L’enjeu est précisément là : conduire une politique, non sur la parole et le débat public, mais sur un critère politique mettant à contribution les citoyens non sur leur fortune par exemple mais sur leur appartenance à une classe d’âge définissant leurs droits. C’est le moment où il s’avère impossible de ne pas évoquer cette terrible phrase de Georg Orwell si souvent citée par le sociologue Fréderic Pierru : « lorsque les fascistes reviendront, ils auront le parapluie bien roulé sous le bras et le chapeau melon. » Nos sociétés modernes, à l’image des sujets qui les composent et dont nous nous occupons,  cèdent volontiers à l’oubli. Il est urgent de relire  L’étrange défaite (1940) de Marc Bloch : « le proche passé est, pour l’homme moyen, un commode écran : il lui cache les lointains de l’histoire et leurs tragiques possibilités de renouvellement. »
 
 
 
 

 


[1] Roland Gori, psychanalyste, professeur honoraire de psychopathologie clinique à l'université d’Aix Marseille. Auteur de Et si l’effondrement avait déjà eu lieuL’étrange défaite de nos croyances, Paris, LLL, 2020.  

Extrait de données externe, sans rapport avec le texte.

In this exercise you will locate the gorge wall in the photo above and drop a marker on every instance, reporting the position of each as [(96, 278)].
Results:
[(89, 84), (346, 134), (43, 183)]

[2] Charles Nicolle, 1933, Destin des maladies infectieuses, Paris, PUF, 2012, p 21.

[3] Theodor W. Adorno, 1963, « Que signifie : repenser le passé ? », in : Modèles critiques, Paris, Payot, 2003, p 121.

[4] Theodor W. Adorno, 1963, « Que signifie : repenser le passé ? », in : Modèles critiques, Paris, Payot, 2003, p 112.